‘Dramatic slowdown’ in value-based care transition—and how Congress can jumpstart it
Members of the American Medical Group Association (AMGA) reported the transition to value-based care is slower than expected, with more multispecialty medical groups and integrated systems predicting fee-for-service (FFS) payments will take up a greater percentage of revenues in the next few years than originally projected.
That doesn’t mean the transition has stopped. According to the AMGA survey, it’s still occurring and most members reported they’re ready to accept the downside risk within the next two years. FFS revenues are expected to decline by 20 percent by 2018, with risk revenues increasing by anywhere from 20 to 152 percent in the same time frame.
AMGA members had expected to be further along on the transition according to the 2015 survey results, and they are now making less optimistic projections for 2017 and beyond. They expect 71 percent of their commercial revenues to come from FFS next year, compared to the 59 percent they had predicted in 2015.
“These indicate to us that there is real slowdown in the transition to value,” said AMGA Vice President of Policy Chet Speed.

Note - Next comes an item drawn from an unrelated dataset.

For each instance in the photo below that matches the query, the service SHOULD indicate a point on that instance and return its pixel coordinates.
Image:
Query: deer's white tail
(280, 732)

The survey respondents blamed the slowdown on the same barriers to value-based care identified in 2015. One issue is a lack of commercial risk products, with 64 percent of respondents saying fewer than 20 percent of local insurers offer risk products in their market, with 18 percent saying none were available in their area.
Another barrier is not being able to access data in a timely manner.

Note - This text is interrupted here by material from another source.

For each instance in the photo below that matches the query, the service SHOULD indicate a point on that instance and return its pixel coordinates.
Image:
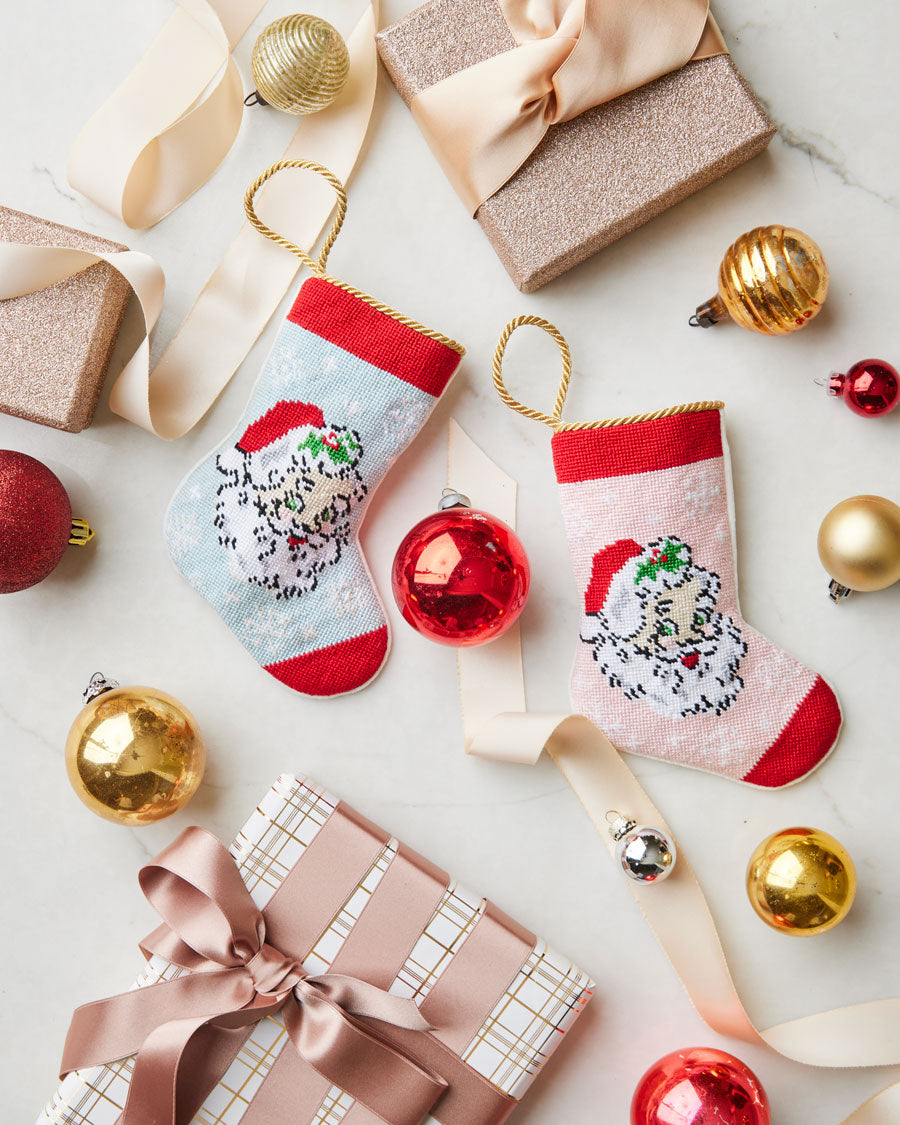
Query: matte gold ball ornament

Heidi Duncan, MD, of the 450-physician Billings Clinic, Montana’s largest health system, said even though it’s made major investments in health IT to ease the transition, it has issues accessing data from across the region, and lacks real-time claims data from other hospitals or clinics a patient may visit.

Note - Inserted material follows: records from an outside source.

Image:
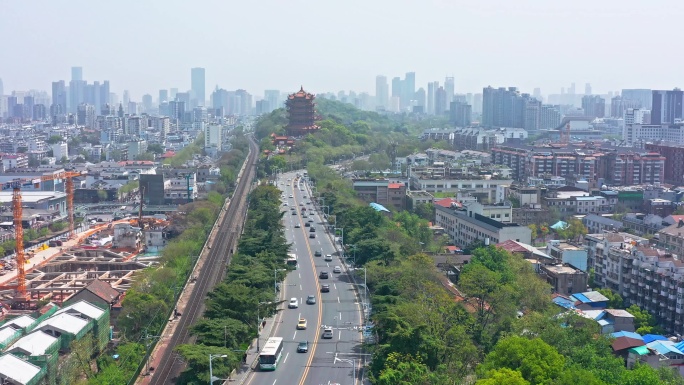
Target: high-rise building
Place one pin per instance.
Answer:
(77, 73)
(642, 97)
(506, 107)
(273, 99)
(550, 117)
(449, 87)
(460, 114)
(440, 101)
(301, 114)
(667, 106)
(397, 87)
(85, 115)
(381, 92)
(29, 102)
(420, 99)
(126, 100)
(619, 105)
(147, 103)
(594, 106)
(409, 89)
(197, 86)
(163, 96)
(536, 93)
(432, 93)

Duncan offered a knee replacement patient as an example of how these barriers interfere with value-based care.
“We can tell you what the cost of joint might be,” Duncan said, “but if our patient then goes back to their local hospital and gets readmitted for infection and we’re responsible for managing the life of that patient, the cost of that patient, but we don’t know about this readmission, we can’t manage that person’s health and take risk for that in a very effective manner.”
The proliferation of reporting requirements is also an issue, according to Duncan, saying some require manually entering data from charts, using up more of a system’s time and resources.
Based off these results, the AMGA survey offered several policy recommendations to Congress to speed up the transition to value-based care:
- Require insurance companies to offer access to claims data.
- Require insurers and providers to standardize the data submission and reporting process.
- Create a tax-free account groups could use to buy needed infrastructure and cover early losses for value-based contracts.
- If there aren’t enough risk products available, allow an advanced alternative payment model (APM) with the Quality Payment Program to qualify for the 5 percent APM incentive payment.
- Allow all accountable care organizations, including Track 1 ACOs, into advanced APMs.
“We believe that if these issues aren’t addressed by the federal policymakers, the transition to value will be unnecessarily slowed or maybe even grind to a halt,” Speed said. “We’re hearing for the first time members say, ‘We’ve soon this show before in the '90s when managed care came in with a bang and left with a whimper.”